O registo teve por base um documento em que a 1ª ré renuncia à gerência da 2ª ré, assim como um registo dos CTT – Correios de Portugal e o respetivo aviso de receção.

Porém, tal documento nunca foi remetido e rececionado pela 2ª ré ou pela autora, antes tendo sido recebido na sociedade um documento que não se encontrava assinado pela 1ª ré.

O registo da renúncia de N. Dias é nulo por ter sido feito com base em título falso, sendo também, por si só, insuficiente para a prova legal do facto registado.

A autora conclui assim a petição inicial: Nestes termos, e nos mais de direito, deve a presente acção ser julgada procedente e, em consequência: a)- ser o registo declarado nulo, e consequentemente ser ordenado o seu cancelamento, nos termos do artigo 22º, n.º 1, alínea a) do Código do Registo Comercial; ou, caso assim não se entenda, b)- ser o registo declarado nulo, e consequentemente ser ordenado o seu cancelamento, nos termos do artigo 22º, n.º 1, alínea b) do Código do Registo Comercial.

* Regularmente citadas as rés, apenas a 1ª ré contestou, pugnando para que a ação seja julgada improcedente, por não provada, com a sua consequente absolvição do pedido.

Pede ainda a condenação da autora a indemnizá-la por litigância de má-fé.

* Na subsequente tramitação dos autos, realizou-se a audiência final, após o que foi proferida sentença que: - julgou a ação improcedente, por não provada e, em consequência, não declarou a nulidade do registo da cessação de funções da gerente da sociedade I..., Lda. – Em Liquidação, por parte de N. Dias, a que corresponde a inscrição Av. 3 – Ap. 6...; - julgou improcedente, por não provado, o pedido de condenação da autora a indemnizar a ré por litigância de má fé.
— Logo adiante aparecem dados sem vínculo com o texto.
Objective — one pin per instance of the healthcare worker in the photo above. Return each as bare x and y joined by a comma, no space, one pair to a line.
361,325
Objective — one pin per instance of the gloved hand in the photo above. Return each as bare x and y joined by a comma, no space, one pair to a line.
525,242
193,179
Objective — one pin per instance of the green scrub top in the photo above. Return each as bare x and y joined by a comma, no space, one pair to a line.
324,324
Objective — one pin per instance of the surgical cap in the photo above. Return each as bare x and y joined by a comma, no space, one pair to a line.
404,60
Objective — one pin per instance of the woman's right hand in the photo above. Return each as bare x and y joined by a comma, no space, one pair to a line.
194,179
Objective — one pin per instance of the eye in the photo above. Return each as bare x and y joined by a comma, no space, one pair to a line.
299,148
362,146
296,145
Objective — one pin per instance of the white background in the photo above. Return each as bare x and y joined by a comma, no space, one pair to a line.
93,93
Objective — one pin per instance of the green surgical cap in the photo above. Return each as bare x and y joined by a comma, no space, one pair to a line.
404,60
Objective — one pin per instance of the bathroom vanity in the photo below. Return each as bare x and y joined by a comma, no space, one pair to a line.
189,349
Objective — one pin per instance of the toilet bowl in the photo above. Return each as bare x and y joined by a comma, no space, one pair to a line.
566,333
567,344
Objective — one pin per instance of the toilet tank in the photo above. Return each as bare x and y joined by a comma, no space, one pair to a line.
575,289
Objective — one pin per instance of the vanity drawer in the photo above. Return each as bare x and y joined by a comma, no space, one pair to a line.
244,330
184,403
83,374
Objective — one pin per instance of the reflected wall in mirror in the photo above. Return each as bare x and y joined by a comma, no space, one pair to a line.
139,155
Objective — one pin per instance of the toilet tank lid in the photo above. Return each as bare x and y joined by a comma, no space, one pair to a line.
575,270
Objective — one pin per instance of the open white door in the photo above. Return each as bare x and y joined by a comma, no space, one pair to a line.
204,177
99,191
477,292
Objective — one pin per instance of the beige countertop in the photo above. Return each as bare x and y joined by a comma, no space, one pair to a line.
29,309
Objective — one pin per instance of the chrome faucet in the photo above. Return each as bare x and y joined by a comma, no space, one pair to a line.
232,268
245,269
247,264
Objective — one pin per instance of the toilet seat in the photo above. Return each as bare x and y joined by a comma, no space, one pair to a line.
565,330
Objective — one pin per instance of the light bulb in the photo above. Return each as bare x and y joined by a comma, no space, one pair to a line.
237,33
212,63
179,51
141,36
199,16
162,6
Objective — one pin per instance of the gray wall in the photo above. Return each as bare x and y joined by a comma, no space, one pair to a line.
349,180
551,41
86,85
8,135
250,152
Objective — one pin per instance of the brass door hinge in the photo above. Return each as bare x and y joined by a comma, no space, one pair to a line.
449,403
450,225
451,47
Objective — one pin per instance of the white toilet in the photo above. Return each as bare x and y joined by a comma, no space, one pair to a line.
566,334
* Inconformada com o assim decidido, veio a autora interpor o presente recurso de apelação, concluindo assim a respetiva alegação: 1.

- (…); 2.

- (…); 3.

- Entende a A./Recorrente terem sido incorretamente julgados os pontos de facto identificados nas al. a), b), c), d), e e) dos factos não provados (…), os quais, deveriam, isso sim, ter sido considerado como provados; decisão que se impunha pela análise da prova existente nos autos, mormente a prova documental junta com a petição inicial, em especial, os documentos nº 2 e 3 a ela anexos e a prova produzida em sede de audiência de julgamento, concretamente as declarações de parte da A./Recorrente – que foram prestadas no dia 02.05.2017 e ficaram gravadas entre as 14:20:05 e as 14:41:08, na Plataforma Citius – e as declarações da testemunha Cátia... – que foram prestadas no dia 02.05.2017 e ficaram gravadas entre as 14:41:53 e as 14:50:58, na Plataforma Citius –.

  1. – O que a Recorrente procurou - e, no seu entender logrou, - demonstrar no âmbito dos presentes autos foi que o documento que foi apresentado para efeito de registo não foi o que foi rececionado pela sociedade, e, assim sendo, o documento que foi usado para prova de que a renúncia foi dirigida à sociedade e que foi recebida é falso e, por conseguinte, nulo o registo que o teve na base.

  2. – De acordo com o entendimento do tribunal a quo os factos a), b), c), d), e e) foram tidos por não provados na medida em que a autora não logrou fazer prova que a ré N. Dias não remeteu à sociedade uma carta de igual teor à que serviu de base ao registo da sua renúncia às funções de gerentes, essencialmente porque a prova foi parca e insuficiente, sendo que a prova apresentada foi constituída pelos documentos juntos com a pi., pelas declarações de parte da autora e pelo depoimento da testemunha Cátia...

    Pois bem, sobre a prova documental: 6.– A Recorrente apresentou ao douto tribunal dois documentos, a saber: (i) o documento que consta do dossier registal da Recorrida I..., junto aos autos como documento nº 2, aquando da apresentação da petição inicial e (ii) documento rececionado nas instalações da Recorrida I..., a que respeitava o código de registo CTT RD 71951273PT, que não se encontrava assinado pela Recorrida N. Dias, junto aos autos como documento nº 3.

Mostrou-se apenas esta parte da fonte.